Review Summary: With their debut album, All That Remains prove that they are much more than the metalcore giants they have become.
After having departed Shadows Fall to try and take All That Remains to the next level, many questions started to surround Phil Labonte. The biggest probably coming in the form of "Could ATR surpass or even equal the amount of success of Shadows Fall?". The answer would vary depending on who you asked, but to fully judge for yourself you must look at the beginnings. If you have you just become a fan of ATR and are working backwards through their library, you might be surprised.
The lineup includes:
Phil Labonte - vocals
Oli Hebert - guitar
Chris Bartlett - guitar
Michael Bartlett - drums
Dan Egan - bass
The first track which also happens to be the title track fades into an aural assault of melodic lead riffs and furious drum work. Driven by Phil's screams that seem to follow the riffs very well and include a pretty catchy chorus. The solo featured here is done exceptionally well, nice and short, straight to the point. Next up is from these wounds, which is done in the same vein as the opener if not a bit slower. These first two songs are a good indication of whats to come later and gives the listener a good intro to ATR's sound. One thing people might notice here are the repetitive sections, for some this could get a bit boring. A couple of well placed solos split in two by a nice guitar harmony fills up the rest of the track. These two songs should let you know right away if you will keep on listening or if you will be changing discs.

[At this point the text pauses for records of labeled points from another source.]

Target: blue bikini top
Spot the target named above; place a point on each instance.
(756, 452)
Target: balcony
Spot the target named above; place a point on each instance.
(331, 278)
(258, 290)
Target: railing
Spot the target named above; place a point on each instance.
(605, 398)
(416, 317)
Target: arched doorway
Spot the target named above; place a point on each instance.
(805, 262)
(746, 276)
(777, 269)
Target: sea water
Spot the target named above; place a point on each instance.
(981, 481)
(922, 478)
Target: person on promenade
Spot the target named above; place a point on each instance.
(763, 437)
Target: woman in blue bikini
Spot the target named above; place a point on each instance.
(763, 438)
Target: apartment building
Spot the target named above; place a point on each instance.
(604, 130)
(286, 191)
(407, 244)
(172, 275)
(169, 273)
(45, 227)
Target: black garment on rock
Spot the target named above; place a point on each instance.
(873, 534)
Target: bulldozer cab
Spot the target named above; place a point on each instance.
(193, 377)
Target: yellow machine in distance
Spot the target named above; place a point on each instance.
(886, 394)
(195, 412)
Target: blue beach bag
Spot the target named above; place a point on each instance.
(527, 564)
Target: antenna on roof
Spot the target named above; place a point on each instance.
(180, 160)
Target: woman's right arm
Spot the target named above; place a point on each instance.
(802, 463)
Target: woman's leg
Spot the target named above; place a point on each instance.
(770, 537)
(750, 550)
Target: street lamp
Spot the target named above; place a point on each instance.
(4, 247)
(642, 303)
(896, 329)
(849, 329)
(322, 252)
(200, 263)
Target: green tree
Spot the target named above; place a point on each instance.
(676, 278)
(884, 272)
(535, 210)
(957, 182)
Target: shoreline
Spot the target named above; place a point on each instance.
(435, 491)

At this time i'd like to showcase the members of the album starting with of course the guitars. The absolute highlight of the album would have to be the work of Oli and Chris who start the album off riffing their minds out and don't let up. The lead riffs and solos will hook you and leave you wanting more. They're a bit reminiscent of the guitarwork found on The gallery by Dark Tranquillity. There is so much going on that you will need repeated listens to fully absorb them. Even weaker songs like shading have memorable parts, although they're not quite perfect. Some great riffs are used repeatedly in songs( see title track and one belief) that might leave you a little bit bored, but this is usually remedied by a great solo or harmony.
The vocals are up next and this might be the biggest downer of the entire album. Phil's voice does not have the range that he showcases on future releases, so if your a big fan of his clean singing you'd probably be dissapointed. He has a pretty monotonous scream that doesn't change pitch much, to older fans of Shadows Fall this won't be a surprise.
Now to round out the group we have the drums and bass. Behind the kit we have Michael who is a pretty standard drummer and fits the band's sound well. Although the sound of his kit fails to leave an impact, the bass drum has that soft clicky sound going on which doesn't help things. He does add some variety to songs like follow which features some blast beats, but overall they're forgettable. Finally, the bass like most modern bands isn't very audible and you would have to make it a point to even hear it.
As we head back to the album there is one track that rises above the rest, which comes in the form of home to me. This song features crushing riffs, with a catchy chorus, and to top it off an extended breakdown that has a jazzish feel to it. Lots of layering going on in this song which might be their best musically.
Overall this album ends the same way it started, with a very fast paced melodic song. It has the mentality of an old school 80's thrash album with the run in, run out song structure. Thats not to say that this a thrash album, if anything it could be seen as melodic death metal which is rare by american metal standards. New fans of ATR or metal in general might not enjoy this, but to the well seasoned metalhead with an affinity for gothenburg influenced guitarwork, this is a welcome listen.